Does the Cell processor have a chance?

Discussion in 'CellPerformance@B3D' started by stof, Nov 25, 2007.

  1. stof

    Newcomer

    Joined:
    Nov 9, 2006
    Messages:
    3
    Likes Received:
    0
    I occaisionally hear hype about the Cell processor, but I wonder if it really has a chance. It seems to have fatal flaws.

    The upside of the Cell is that it has 200 GFLOPS peak performance per chip. This performance number comes from each SPU running at 3.2 GHz, able to perform 4 multiplies & 4 adds simultaneously, which is 25 GFLOPS per SPU, times the 8 SPUs on the chip.

    I wonder if you can really get to 50% of peak performance.

    A single modern Intel core running at 3 GHz can do 4 multiplies or adds at the same time, which is 12 GFLOPS. It's not that hard to get to peak performance of an x86-64 [COLOR=#000080! important][COLOR=#000080! important]CPU[/COLOR][/COLOR]. That's 100 GFLOPs too.
    And you can put 8 of them in a cheap box.

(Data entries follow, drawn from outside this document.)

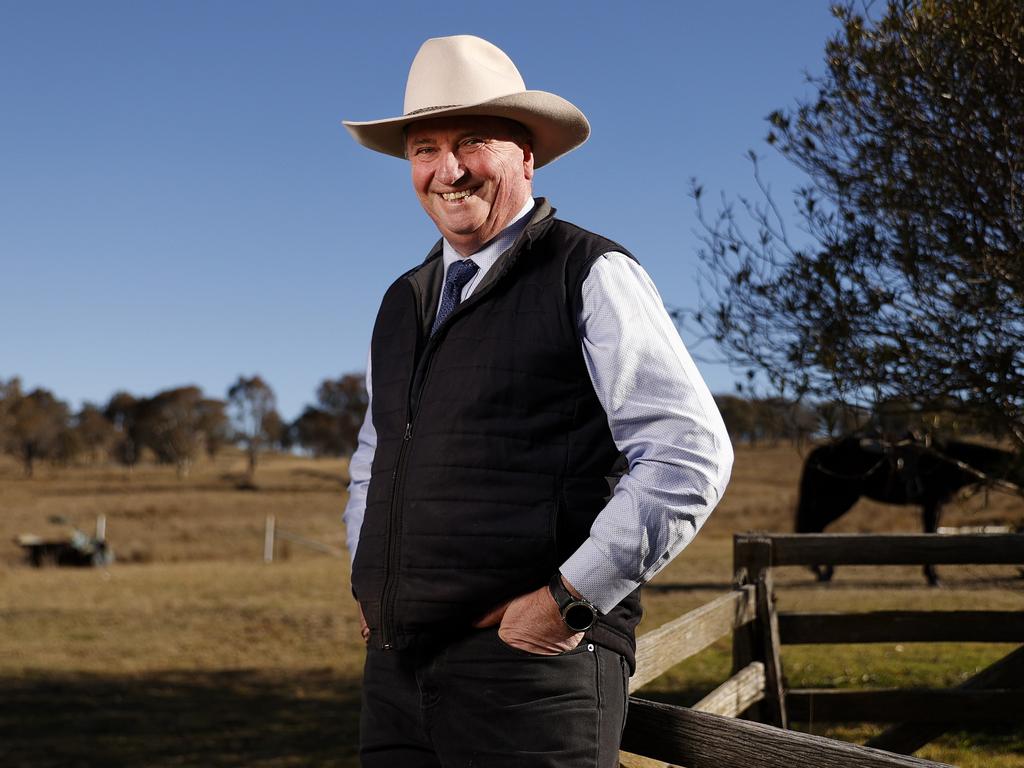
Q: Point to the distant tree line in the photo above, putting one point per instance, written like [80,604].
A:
[178,425]
[771,420]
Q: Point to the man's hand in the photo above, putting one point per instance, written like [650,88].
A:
[531,623]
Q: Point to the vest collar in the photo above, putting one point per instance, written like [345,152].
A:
[427,280]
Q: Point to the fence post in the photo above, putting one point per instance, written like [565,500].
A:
[268,539]
[769,648]
[759,641]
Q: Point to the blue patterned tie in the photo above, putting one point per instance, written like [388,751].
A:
[459,274]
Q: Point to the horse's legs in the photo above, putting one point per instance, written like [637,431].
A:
[931,511]
[836,504]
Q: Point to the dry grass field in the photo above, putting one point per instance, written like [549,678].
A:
[190,651]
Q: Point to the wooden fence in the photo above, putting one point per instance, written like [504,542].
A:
[709,735]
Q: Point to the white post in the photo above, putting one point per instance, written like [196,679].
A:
[268,539]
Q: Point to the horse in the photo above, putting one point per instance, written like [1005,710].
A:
[908,471]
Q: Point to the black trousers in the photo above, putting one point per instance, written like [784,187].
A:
[477,702]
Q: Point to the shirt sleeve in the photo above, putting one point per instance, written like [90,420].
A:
[358,473]
[663,418]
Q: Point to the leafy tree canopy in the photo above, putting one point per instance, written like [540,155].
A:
[906,280]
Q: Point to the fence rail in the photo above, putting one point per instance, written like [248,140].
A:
[709,735]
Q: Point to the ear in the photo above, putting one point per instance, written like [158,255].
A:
[527,162]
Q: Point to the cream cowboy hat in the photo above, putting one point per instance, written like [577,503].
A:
[464,75]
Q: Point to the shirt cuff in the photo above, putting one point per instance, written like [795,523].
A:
[596,577]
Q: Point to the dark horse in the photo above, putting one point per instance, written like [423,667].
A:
[910,471]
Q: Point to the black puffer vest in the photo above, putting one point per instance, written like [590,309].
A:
[494,455]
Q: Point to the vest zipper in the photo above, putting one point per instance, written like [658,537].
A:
[393,531]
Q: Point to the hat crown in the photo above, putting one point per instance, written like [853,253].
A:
[459,70]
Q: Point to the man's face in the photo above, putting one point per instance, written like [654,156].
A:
[472,175]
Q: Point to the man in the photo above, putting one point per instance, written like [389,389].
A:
[513,376]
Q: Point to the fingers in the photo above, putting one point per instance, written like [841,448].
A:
[492,617]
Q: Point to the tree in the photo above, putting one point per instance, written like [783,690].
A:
[10,392]
[254,415]
[332,427]
[170,424]
[94,431]
[37,421]
[910,285]
[123,412]
[214,425]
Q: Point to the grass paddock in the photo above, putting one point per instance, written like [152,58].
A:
[189,650]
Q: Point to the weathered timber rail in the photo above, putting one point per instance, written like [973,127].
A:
[709,735]
[995,695]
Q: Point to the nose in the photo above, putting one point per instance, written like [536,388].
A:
[449,169]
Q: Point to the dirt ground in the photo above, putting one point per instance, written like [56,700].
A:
[190,650]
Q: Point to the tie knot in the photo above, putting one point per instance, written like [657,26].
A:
[462,271]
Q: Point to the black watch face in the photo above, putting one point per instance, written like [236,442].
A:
[579,616]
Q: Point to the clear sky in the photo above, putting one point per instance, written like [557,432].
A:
[179,204]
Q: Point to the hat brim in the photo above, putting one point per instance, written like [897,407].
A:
[556,125]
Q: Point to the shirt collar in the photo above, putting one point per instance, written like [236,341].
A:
[487,255]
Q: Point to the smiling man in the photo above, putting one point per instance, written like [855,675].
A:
[539,443]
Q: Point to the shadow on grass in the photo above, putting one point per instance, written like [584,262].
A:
[309,718]
[994,739]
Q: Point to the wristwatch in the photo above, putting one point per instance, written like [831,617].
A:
[578,613]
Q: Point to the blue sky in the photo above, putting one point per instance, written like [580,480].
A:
[179,204]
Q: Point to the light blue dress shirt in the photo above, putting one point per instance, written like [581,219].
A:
[660,414]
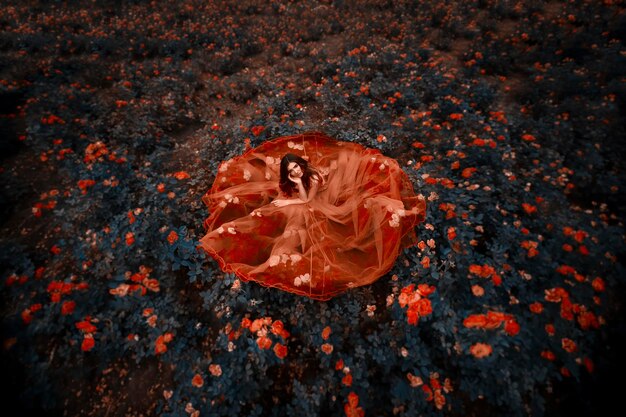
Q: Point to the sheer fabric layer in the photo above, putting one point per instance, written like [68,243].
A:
[349,235]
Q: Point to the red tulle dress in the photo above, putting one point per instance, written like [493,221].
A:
[348,235]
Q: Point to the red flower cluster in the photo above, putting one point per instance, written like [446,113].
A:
[160,345]
[493,320]
[434,391]
[586,319]
[86,326]
[415,299]
[58,289]
[141,282]
[352,408]
[262,328]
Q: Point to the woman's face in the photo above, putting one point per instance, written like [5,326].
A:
[295,170]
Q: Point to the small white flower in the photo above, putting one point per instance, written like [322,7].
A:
[295,258]
[301,279]
[224,167]
[390,299]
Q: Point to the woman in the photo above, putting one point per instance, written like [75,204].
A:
[310,215]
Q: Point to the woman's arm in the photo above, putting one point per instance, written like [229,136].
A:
[312,191]
[304,196]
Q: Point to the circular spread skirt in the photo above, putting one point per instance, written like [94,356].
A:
[347,236]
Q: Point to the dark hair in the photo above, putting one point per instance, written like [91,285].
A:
[288,186]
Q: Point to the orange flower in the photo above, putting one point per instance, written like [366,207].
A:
[264,342]
[569,345]
[88,343]
[68,307]
[326,332]
[85,326]
[352,408]
[172,237]
[424,307]
[587,319]
[151,284]
[278,328]
[215,369]
[327,348]
[257,130]
[256,325]
[181,175]
[197,381]
[556,295]
[478,291]
[580,235]
[467,172]
[425,290]
[475,320]
[480,350]
[280,350]
[347,380]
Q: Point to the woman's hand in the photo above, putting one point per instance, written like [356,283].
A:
[296,180]
[281,203]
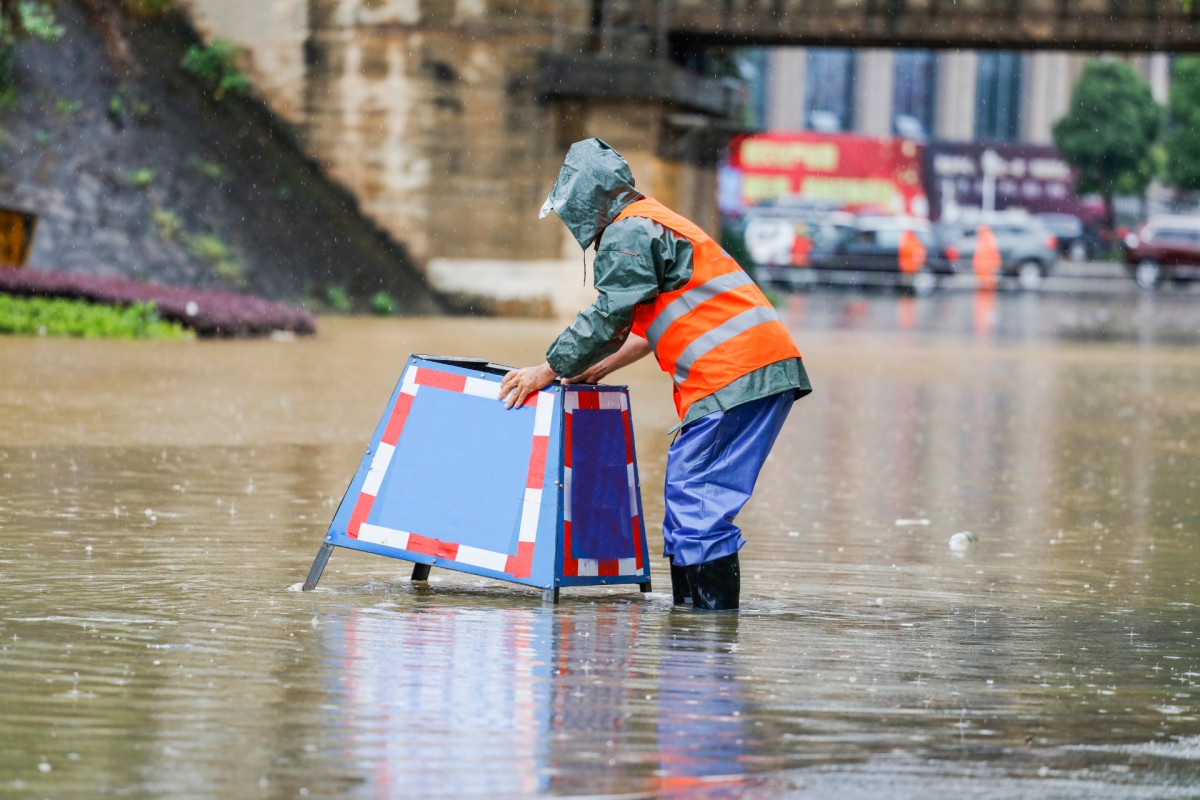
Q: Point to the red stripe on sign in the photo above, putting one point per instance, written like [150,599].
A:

    A major problem with the Cell is that it uses expensive XDR memory and you can only put 2 Gbytes on a node. That is very limiting. A Cell blade is very expensive, ~$10,000. And, Cell isn't improving as fast as Intel/AMD is.

    So, the Cell doesn't look that great with price/performance, it has limited memory, it has little software infrastructure, and uncertainty with its future.

    Does it have a chance?
     
  2. Vitaly Vidmirov

    Newcomer

    Joined:
    Jul 9, 2007
    Messages:
    108
    Likes Received:
    10
    Location:
    Russia
    It is possible to get 99% of peak performance on certain tasks like matrix multiply.

    So what did you expect? CELL in place of x86?
    x86 is not the most popular processor in the world, anyway.
     
  3. 3dilettante

    Legend Alpha

    Joined:
    Sep 15, 2003
    Messages:
    8,295
    Likes Received:
    3,622
    Location:
    Well within 3d

    This is highly dependent on workload, and for many problem types and system sizes, 50% utilization would be something any architecture would kill for.

    It's also not too hard to make x86 run below peak. Even on Linpack, the going rate is something like 80% peak, and Linpack is a standard benchmark everyone targets.
    Since memory latency and bandwidth has become so important, the greater control Cell has for memory access is in many areas far superior to the current broadcast coherency schemes of x86 chips.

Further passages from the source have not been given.